In the high-stakes, billion-dollar theatre of Formula 1, there is one unwritten rule: to win the war, you must unite your armies. Yet, with just five races left in a brutal championship fight, the McLaren Formula 1 team is making a shocking, terrifying gamble. They are choosing to let their armies fight each other.

As Red Bull’s Max Verstappen, a relentless force of nature, closes in for what could be his fifth consecutive world championship, McLaren is gripped by indecision. The team possesses what is, by most accounts, the fastest car on the grid. They also have two phenomenally talented drivers, Oscar Piastri and Lando Norris, both with a mathematical shot at the title. But instead of marshaling their full force behind one driver to stop the Verstappen surge, team boss Andrea Stella has confirmed the team is “a long way” from choosing.

This indecision is the decision. It is a stunning refusal to back their championship leader, Oscar Piastri.
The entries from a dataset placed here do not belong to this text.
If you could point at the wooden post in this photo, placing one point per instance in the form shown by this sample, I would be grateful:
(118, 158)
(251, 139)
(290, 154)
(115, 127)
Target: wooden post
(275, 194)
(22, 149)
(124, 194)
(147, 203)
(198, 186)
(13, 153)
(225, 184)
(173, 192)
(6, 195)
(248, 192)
And for those who know the sport’s haunted past, it is a chilling echo of the single greatest strategic blunder in McLaren’s own storied history.

The threat is no longer theoretical. A short time ago, Max Verstappen was more than 70 points adrift and looked to be out of the fight. Now, he sits just 40 points behind Piastri, and the gap is shrinking with terrifying speed. The Dutchman has won three of the last four races, including a perfect 33-point haul at the United States Grand Prix, winning both the sprint and the main event. Red Bull has found a new gear, and Verstappen is driving at a level of untouchable brilliance. The pressure on McLaren is palpable, and as Stella admits, “it’s getting worse.”
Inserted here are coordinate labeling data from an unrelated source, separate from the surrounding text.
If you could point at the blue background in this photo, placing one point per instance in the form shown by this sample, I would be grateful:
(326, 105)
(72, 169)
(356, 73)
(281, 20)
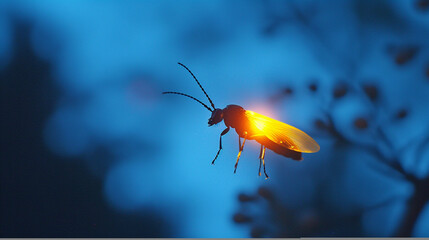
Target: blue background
(90, 147)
Every point now matters. Every position is critical. Which is why McLaren’s official stance is so baffling. “We want to remain fair and we want to apply equality to both drivers,” Stella stated, explaining the team’s philosophy. Their goal, he says, is to ensure the world champion drives a McLaren. But in their quest for “fairness,” they are actively creating a scenario that could ensure neither driver does.

The problem with this approach is being broadcast in high-definition at every race weekend. Every time Piastri and Norris race each other, they take points away from each other. This infighting provides a critical advantage to their sole rival, Verstappen, who happily picks up the scraps.
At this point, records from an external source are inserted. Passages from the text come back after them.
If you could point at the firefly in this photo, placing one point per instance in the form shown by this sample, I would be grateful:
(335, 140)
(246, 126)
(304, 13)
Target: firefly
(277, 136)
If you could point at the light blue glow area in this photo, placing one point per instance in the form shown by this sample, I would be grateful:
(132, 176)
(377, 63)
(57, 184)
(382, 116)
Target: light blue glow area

The sprint race crash in Austin was a “perfect example.” With both McLaren drivers pushing the limit against each other, they crashed out. While they stood in the gravel, Verstappen went on to win, collecting maximum points. These are the moments that decide championships, and right now, they are all falling in Red Bull’s favor.

For seasoned F1 observers, this situation is agonizingly familiar. The “ghost of 2007” is looming large over the McLaren garage. That year, McLaren had a dominant car with two superstar drivers: the reigning world champion Fernando Alonso and a generational rookie talent, Lewis Hamilton. The team refused to pick one over the other, allowing them to wage a bitter, season-long civil war. The result? They so thoroughly sabotaged each other that both drivers lost the championship to Ferrari’s Kimi Räikkönen by a single, heartbreaking point.

McLaren won the most races that season but ended the year with nothing. Now, many are terrified that history is repeating itself. The team is once again paralyzed, and their refusal to make a tough decision could “let Vstappen sneak through and take the title.” The similarities are, as the source notes, “uncomfortable.”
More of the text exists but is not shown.